Iran: “Ready to Fight Until the Last Non-Iranian Shiite.”

World attention has recently focused on foreign volunteers who have joined the ranks of the jihadist militias of the Islamic State and Al-Qaida by the thousands, after the beginning of the civil war in Syria, and especially since the advent of the Islamic State (ISIS) and its franchises in the Arab Middle East and Africa.

Terrorists who were trained and inspired by the jihadist organizations commit attacks in Europe, the United States, and throughout the world, emphasizing the need to understand the situation to better combat it. Analysts have concentrated on the jihadi volunteers from some 80 nations, and warned of the danger that those fighters would return home to become sleeper operatives, according to an article by Track Persia, a Platform run by dedicated analysts who spend much of their time researching the Middle East.

However, Iran has managed to go almost unnoticed by media coverage, and has deployed its own fighters and proxy armies to fight for the Assad regime’s survival in Syria. “While the jihadist organizations recruited their volunteers from the Sunni Muslim world, Iran turned to the Shiite populations to supply the needed manpower for Iran’s Syrian front,” says Track Persia. 

The Iranians sent a limited operational force to Syria, consisting mainly of advisers from the Revolutionary Guards. Track Persia states that the assessment is that “there are about 1,500-3,000 Iranian Revolutionary Guard officers present in Syria and serving mainly as advisers responsible for logistics, intelligence gathering, and training.”

Regional Shiite forces answer to Tehran’s orders, because they were created by Iran, and serve Iranian policy first and foremost in the region. An Iranian Revolutionary Guard officer claims that the Guard has formed and trained 42 brigades and 138 battalions, all sent to defend the Assad regime, says Track Persia, who adds,  “At least five national entities were to provide the manpower to serve the Iranian agenda in Syria:

-Hizbullah – the Lebanese, Shiite, Iranian-backed military organization

-Afghan “Fatimiyoun and Khadem el-‘Aqila Brigades“

-Pakistani “Zainebiyoun Brigade”

-Yemeni Houthis “Liwa Al-Saada“

-Iraqi Shiite militias, of which “Al-Nujaba Movement” has a special significance for Israel”

These military units receive orders from the Iranian Revolutionary Guards.

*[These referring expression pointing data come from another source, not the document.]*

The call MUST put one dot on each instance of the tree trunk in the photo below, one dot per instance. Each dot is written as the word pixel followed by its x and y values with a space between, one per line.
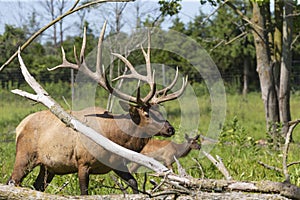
pixel 277 42
pixel 285 68
pixel 264 66
pixel 246 75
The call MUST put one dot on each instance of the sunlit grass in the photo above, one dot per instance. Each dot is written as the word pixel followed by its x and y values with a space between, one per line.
pixel 239 155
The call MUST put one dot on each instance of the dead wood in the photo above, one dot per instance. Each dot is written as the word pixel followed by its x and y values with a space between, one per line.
pixel 19 193
pixel 211 185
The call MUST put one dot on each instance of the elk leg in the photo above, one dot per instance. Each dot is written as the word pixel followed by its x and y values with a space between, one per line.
pixel 23 165
pixel 83 176
pixel 43 179
pixel 129 179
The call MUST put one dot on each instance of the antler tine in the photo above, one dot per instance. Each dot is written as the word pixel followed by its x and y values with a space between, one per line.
pixel 169 87
pixel 99 70
pixel 150 76
pixel 133 74
pixel 175 95
pixel 147 56
pixel 82 51
pixel 65 63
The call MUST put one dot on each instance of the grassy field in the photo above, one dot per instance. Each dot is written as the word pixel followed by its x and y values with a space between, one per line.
pixel 237 146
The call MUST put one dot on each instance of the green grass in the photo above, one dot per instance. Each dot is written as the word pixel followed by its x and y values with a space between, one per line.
pixel 244 126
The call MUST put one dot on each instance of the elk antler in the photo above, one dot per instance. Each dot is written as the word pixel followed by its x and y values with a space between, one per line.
pixel 153 97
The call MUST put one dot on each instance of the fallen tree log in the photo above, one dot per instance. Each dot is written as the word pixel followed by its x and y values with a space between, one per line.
pixel 19 193
pixel 211 185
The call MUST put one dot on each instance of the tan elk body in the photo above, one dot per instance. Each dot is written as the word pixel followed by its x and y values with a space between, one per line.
pixel 42 139
pixel 165 150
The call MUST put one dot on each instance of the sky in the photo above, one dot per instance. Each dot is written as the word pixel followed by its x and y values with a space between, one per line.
pixel 17 11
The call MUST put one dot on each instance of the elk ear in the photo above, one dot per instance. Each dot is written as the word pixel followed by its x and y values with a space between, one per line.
pixel 133 111
pixel 186 137
pixel 124 105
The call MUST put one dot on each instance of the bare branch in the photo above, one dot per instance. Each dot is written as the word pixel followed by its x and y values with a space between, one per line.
pixel 219 164
pixel 270 167
pixel 43 97
pixel 72 10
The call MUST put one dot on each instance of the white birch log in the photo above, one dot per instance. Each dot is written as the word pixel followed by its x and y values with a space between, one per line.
pixel 43 97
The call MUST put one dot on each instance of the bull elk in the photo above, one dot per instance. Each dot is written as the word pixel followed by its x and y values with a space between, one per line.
pixel 165 150
pixel 43 140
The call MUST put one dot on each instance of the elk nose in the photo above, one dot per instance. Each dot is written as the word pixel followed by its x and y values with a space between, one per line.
pixel 171 131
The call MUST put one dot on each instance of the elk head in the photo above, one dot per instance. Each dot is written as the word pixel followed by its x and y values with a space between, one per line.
pixel 142 110
pixel 193 142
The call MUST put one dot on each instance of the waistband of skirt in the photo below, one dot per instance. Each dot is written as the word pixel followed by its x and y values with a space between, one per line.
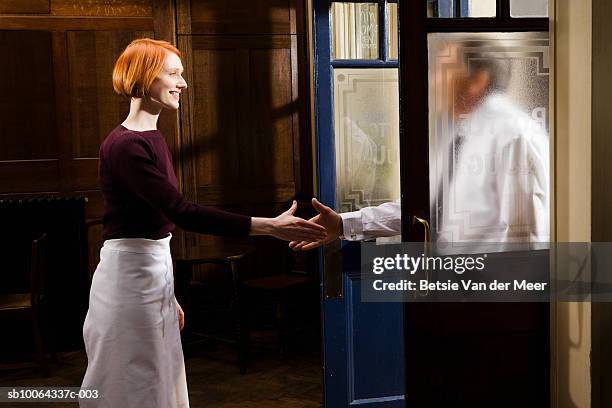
pixel 139 245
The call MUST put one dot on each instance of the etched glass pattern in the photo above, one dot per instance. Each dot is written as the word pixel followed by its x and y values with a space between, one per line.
pixel 366 121
pixel 529 8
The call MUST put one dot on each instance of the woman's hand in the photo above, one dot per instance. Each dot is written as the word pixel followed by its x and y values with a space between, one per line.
pixel 181 315
pixel 327 218
pixel 288 227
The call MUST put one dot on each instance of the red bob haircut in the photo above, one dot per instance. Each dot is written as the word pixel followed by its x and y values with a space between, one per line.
pixel 138 66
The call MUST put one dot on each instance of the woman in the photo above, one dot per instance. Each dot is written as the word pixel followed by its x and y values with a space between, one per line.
pixel 131 331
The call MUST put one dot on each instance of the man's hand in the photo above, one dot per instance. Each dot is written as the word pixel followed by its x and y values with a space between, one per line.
pixel 327 218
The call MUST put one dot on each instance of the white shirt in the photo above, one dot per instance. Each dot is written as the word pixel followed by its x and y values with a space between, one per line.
pixel 499 189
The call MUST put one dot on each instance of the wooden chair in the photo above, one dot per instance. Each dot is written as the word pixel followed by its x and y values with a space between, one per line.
pixel 290 288
pixel 32 303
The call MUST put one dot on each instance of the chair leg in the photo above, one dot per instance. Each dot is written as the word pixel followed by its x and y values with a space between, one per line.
pixel 41 357
pixel 244 334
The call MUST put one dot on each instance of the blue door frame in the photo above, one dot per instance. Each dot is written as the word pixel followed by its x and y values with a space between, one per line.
pixel 363 343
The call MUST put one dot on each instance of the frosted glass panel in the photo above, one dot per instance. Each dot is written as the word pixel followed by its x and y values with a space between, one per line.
pixel 461 8
pixel 529 8
pixel 366 120
pixel 354 30
pixel 489 147
pixel 392 39
pixel 480 8
pixel 440 8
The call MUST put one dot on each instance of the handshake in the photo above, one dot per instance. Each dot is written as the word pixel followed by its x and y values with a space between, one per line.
pixel 303 234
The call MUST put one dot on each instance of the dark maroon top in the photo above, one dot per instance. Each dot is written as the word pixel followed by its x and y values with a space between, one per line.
pixel 140 189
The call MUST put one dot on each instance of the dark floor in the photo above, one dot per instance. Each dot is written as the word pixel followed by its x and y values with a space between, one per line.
pixel 293 380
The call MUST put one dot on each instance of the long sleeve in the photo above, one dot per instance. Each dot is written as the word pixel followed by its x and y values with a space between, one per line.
pixel 384 220
pixel 135 167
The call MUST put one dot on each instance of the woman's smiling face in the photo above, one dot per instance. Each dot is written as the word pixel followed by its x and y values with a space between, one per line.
pixel 169 83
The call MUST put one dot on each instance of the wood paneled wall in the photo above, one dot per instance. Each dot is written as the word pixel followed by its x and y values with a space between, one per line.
pixel 246 135
pixel 242 140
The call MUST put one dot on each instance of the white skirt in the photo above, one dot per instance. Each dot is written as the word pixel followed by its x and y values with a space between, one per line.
pixel 131 331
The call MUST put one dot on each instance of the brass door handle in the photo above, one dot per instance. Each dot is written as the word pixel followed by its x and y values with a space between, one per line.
pixel 426 248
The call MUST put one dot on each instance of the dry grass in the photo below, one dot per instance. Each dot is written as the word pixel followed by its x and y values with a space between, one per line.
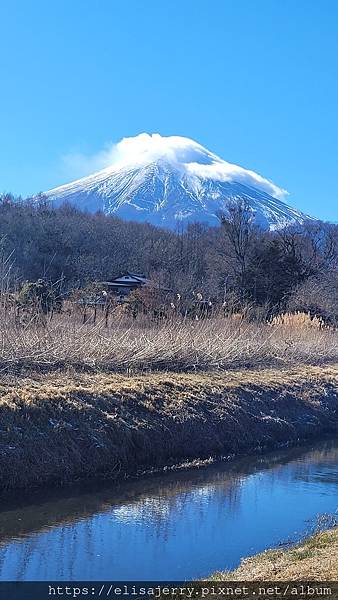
pixel 57 427
pixel 299 321
pixel 315 559
pixel 177 345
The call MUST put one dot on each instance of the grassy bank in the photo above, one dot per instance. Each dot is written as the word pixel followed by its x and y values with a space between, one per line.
pixel 63 341
pixel 57 428
pixel 314 559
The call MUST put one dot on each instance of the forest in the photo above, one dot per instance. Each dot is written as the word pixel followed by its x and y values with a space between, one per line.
pixel 236 263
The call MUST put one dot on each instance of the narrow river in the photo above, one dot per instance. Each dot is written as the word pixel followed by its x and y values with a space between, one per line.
pixel 180 525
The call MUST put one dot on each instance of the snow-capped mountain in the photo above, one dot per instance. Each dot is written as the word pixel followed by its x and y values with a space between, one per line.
pixel 167 180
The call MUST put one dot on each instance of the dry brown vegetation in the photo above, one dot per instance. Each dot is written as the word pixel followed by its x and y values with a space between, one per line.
pixel 57 427
pixel 176 344
pixel 315 559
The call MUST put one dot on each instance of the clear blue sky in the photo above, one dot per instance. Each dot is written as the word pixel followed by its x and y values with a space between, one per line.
pixel 255 81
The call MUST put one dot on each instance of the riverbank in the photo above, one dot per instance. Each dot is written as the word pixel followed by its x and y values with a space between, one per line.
pixel 314 559
pixel 58 428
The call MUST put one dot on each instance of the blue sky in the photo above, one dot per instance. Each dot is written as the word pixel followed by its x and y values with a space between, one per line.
pixel 255 81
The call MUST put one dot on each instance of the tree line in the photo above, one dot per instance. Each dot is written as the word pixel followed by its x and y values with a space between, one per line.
pixel 236 263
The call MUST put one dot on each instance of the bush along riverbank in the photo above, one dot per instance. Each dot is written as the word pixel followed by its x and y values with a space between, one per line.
pixel 313 559
pixel 58 428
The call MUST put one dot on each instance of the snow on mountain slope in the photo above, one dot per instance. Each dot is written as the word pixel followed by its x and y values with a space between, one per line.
pixel 166 180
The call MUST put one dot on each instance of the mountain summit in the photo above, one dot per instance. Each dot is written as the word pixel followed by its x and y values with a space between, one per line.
pixel 166 180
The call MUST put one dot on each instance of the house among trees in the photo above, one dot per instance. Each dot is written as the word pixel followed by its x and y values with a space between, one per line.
pixel 123 285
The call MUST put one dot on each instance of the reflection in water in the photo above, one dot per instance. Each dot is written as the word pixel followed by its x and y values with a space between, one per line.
pixel 174 526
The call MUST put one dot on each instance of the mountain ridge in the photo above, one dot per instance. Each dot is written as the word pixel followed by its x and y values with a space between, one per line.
pixel 164 181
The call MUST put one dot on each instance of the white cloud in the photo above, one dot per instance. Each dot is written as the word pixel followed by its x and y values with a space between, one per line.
pixel 182 152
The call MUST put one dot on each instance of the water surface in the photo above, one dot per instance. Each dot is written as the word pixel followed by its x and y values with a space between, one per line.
pixel 180 525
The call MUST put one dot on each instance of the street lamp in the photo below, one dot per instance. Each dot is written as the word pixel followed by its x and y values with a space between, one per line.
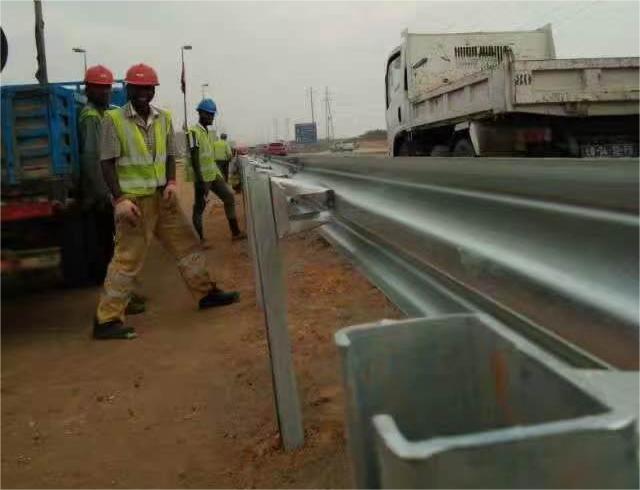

Iran supervises their salaries, equipment, training supervision and control, and the Quds Division of the Revolutionary Guards, commanded by Qasem Soleimani coordinates, though each division enjoys a relatively high degree of autonomy, reports Track Persia.

Chaotic situations unseen in the past, and thus unprepared for, were created during the Syrian Civil War. In fact, Track Persia says, “The only time a coalition of Arab forces fought other Arab forces was in the course of the Gulf war and the Yemeni conflict. Arab contingents were regular military formations, and the divide between them rested on differing national interests, whereas in the Syrian conflict, militias from almost every place in the world are fighting along and against militias and regular forces based solely on the Sunni-Shiite divide.”

The Syrian conflict is being manipulated by foreign powers. Assad and his allies led by Iran and Russia, and the rebels assisted by the American-led coalition and Turkey.

As a result, jihadi fighters and rebel factions are coming from more than 80 countries in the world, which would have remained quiet, but for the coffins returning home. 

Track Persia writes, “In a way, it stresses the fact that Iran remains reluctant to engage its main forces to protect Assad, and left without this choice, Iran had no other option, but to bring into the battlefield other Shiites ready to die for its cause. To paraphrase a very old saying, Iran is ready to fight in Syria until the last non-Iranian Shiite.”